Looking ahead, Denciti is hoping to acquire land for a few more projects in areas such as Chilliwack, Nanaimo, Kelowna and Victoria.
It is also deciding how best to proceed with the third-and-final phase of a project in Kelowna. It has already sold out about 270,000 square feet of strata industrial in the first two phases, but will employ a different strategy for the third building.
“Buildings one and two are sold out. Building three we are just rationalizing that. We’ve got a five-acre site at the back and I don’t think we can do it condo,” he said, because it doesn’t have the visibility for that type of product.
“Demand is excellent up there, so it’s a little bit different formula. We would build it, lease it and then market it for sale as a finished product.”

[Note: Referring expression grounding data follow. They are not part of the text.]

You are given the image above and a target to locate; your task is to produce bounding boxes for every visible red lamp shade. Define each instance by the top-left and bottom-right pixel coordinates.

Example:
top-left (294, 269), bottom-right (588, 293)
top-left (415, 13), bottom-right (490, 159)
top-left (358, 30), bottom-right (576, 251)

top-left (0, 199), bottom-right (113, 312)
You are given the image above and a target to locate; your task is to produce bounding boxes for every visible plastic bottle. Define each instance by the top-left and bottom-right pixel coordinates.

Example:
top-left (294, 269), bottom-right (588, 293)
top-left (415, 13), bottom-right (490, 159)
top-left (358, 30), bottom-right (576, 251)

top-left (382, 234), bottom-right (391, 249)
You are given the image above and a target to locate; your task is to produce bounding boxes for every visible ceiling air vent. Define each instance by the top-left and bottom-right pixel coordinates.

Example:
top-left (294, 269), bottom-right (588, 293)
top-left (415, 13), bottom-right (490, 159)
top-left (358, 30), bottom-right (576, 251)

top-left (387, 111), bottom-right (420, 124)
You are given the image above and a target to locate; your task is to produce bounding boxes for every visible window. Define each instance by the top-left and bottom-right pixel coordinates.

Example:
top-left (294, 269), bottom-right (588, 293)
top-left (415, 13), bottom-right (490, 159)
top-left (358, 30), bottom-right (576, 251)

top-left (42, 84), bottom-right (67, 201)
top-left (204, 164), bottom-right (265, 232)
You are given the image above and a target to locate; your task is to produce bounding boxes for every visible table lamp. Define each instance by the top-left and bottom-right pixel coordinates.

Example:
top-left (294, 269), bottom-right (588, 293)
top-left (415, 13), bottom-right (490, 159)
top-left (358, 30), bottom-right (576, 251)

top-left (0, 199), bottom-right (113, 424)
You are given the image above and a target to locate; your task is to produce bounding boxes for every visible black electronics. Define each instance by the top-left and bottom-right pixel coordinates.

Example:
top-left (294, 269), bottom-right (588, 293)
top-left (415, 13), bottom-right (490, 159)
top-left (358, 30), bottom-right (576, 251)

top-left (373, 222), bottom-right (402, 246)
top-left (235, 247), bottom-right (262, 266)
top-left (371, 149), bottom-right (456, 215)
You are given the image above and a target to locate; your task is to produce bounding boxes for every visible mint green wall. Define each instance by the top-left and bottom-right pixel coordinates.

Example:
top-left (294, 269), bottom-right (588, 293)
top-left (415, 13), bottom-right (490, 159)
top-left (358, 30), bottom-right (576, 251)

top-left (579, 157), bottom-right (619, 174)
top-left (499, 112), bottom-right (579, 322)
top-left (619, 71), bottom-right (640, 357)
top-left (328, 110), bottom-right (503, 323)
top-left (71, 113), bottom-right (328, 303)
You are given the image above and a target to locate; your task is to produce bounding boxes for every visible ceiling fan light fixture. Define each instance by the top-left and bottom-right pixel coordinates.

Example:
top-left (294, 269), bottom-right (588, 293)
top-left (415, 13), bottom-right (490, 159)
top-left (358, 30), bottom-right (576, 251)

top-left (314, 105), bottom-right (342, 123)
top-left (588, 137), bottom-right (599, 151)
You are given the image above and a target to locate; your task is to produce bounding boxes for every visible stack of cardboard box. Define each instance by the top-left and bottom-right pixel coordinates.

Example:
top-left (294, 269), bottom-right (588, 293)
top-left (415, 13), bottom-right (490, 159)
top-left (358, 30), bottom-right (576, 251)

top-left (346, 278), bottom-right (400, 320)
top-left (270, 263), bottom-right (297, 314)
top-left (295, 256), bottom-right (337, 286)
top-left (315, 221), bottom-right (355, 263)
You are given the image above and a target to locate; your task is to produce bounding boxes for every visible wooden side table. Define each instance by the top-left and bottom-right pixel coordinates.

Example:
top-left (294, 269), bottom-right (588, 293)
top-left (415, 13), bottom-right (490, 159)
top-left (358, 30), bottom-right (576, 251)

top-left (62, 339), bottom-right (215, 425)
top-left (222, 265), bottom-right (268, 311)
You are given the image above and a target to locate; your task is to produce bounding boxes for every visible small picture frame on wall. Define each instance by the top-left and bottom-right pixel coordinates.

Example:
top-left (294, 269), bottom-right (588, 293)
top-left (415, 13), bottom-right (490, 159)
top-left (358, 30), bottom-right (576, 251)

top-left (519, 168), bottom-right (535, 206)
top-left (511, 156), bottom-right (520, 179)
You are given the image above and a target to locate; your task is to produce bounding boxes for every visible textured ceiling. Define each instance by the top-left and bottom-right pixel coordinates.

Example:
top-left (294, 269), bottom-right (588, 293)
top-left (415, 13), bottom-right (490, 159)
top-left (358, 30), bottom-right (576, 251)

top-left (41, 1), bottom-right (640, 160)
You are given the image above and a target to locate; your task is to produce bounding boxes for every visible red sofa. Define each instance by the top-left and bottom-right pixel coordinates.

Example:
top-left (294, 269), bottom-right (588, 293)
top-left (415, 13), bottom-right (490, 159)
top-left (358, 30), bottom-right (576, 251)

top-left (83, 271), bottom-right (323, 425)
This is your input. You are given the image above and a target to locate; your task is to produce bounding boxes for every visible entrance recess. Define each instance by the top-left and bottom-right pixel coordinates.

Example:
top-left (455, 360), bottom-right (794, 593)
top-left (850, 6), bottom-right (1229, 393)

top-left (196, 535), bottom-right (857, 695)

About Denciti, Nicola Wealth
Denciti Development Corp. is a real estate company creating urban industrial, commercial and residential development. It has delivered over $2 billion of real estate across Canada.
Nicola Wealth Real Estate is the real estate arm of Nicola Wealth, a financial planning and investment firm with over $7 billion of assets under management. Its current real estate portfolio is $4 billion.
NWRE acquires and manages a growing portfolio of properties in major markets across North America. Its holdings include office, retail, industrial, multifamily residential, self-storage and seniors housing.